A 2008 New York Times story reports:

A vast flotilla of industrial trawlers from the European Union, China, Russia and elsewhere, together with an abundance of local boats, have so thoroughly scoured northwest Africa’s ocean floor that major fish populations are collapsing.
That has crippled coastal economies and added to the surge of illegal migrants who brave the high seas in wooden pirogues hoping to reach Europe. While reasons for immigration are as varied as fish species, Europe’s lure has clearly intensified as northwest Africa’s fish population has dwindled.

To recap: Huge factory trawlers come in and clean up. Local fishermen suffer. The consequences are felt as far as Spain and Italy.

And it gets worse.

When Somali pirates tell their stories, they often mention fishery depletion as a reason why they became pirates . From another Times story last year:

Several fishermen along the Gulf of Aden talked about seeing barrels of toxic waste bobbing in the middle of the ocean. They spoke of clouds of dead fish floating nearby and rogue fishing trawlers sucking up not just fish and lobsters but also the coral and the plants that sustain them.
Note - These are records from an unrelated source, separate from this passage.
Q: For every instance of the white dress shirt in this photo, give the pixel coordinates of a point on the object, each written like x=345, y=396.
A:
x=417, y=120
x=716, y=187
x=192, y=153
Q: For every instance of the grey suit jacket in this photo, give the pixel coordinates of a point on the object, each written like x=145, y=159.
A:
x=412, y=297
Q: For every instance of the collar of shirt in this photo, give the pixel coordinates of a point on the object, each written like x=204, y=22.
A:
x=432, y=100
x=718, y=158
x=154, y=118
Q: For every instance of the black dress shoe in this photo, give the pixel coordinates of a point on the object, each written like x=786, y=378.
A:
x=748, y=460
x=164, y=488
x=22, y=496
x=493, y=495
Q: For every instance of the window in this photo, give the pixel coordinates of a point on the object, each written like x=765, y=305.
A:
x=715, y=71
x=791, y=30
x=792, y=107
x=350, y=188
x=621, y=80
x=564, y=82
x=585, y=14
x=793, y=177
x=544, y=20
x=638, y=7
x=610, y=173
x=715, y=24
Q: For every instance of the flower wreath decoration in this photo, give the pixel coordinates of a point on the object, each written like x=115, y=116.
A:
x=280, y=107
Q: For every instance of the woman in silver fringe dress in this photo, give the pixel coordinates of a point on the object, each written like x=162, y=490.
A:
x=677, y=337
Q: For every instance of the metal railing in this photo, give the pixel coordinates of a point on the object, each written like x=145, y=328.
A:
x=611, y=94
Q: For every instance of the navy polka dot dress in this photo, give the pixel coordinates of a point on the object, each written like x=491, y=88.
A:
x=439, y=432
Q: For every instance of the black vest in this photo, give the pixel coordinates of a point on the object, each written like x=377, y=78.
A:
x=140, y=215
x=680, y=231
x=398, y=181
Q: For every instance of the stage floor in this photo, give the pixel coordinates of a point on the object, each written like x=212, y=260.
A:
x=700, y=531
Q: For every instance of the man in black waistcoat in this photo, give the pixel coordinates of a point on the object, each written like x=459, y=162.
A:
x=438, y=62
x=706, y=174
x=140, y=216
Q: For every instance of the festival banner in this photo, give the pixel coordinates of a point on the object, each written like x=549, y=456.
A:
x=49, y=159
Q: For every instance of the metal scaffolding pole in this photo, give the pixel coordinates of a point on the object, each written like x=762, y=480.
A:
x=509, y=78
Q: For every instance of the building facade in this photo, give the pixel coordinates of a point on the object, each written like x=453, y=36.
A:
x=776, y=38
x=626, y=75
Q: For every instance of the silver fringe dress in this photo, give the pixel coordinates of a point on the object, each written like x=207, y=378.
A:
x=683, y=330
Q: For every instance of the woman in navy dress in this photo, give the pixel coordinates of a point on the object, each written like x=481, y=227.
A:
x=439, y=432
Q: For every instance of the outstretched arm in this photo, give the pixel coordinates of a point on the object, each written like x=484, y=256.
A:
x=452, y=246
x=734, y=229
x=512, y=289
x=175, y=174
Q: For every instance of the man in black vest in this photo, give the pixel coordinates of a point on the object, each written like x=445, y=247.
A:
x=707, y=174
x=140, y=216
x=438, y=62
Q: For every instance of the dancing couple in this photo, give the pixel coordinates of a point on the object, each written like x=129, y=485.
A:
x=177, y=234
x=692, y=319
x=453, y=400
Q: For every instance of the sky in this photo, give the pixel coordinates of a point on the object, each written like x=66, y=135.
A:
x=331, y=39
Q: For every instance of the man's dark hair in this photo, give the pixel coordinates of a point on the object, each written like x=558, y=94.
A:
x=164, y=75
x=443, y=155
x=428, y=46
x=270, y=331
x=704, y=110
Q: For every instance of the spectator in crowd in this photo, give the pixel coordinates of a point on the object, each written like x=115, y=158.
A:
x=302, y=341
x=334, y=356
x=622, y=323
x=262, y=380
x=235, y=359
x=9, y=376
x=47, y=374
It was abuses like these, several men said, that turned them from fishermen into pirates.

"Roving banditry" by fishing fleets is, it seems, creating bandits of a different kind.

Back to community-based fishery management. Would the Gulf of Aden be a safer place if the Somalis managed their own seas? Who knows? But, as it turns out, traditional cultures determined that community-based fishery management was the best approach long ago.

One of the best known, but by no means the only, examples of community based fishery management comes from Polynesian societies of the South Pacific. Islands are – well, islands. They have very obviously finite resources. (So do planets, by the way, although perhaps a little less obviously.) If they're mismanaged, there's little recourse. As a result, Polynesians have developed strict fishery policies.

Communities along the shore have exclusive rights to fish directly offshore. These rights are jealously protected. (One scientist recently working in Fiji told me about fishermen spearing, but not killing, an interloper.) We might call this a limited-access fishery. The point is, a fixed – and known – number of people fish it, and they're answerable to a local authority.

Then, when fishermen note that fish stocks are falling in a given area, a village chief might issue an edict prohibiting fishing there for a time.

Elsewhere nowadays, scientists take stock assessments. Depending on what they find, they might recommend a closure. A patch of sea is set off-limits. We call that a no-take marine protected area (MPA). MPAs are fast becoming a cornerstone of fishery management.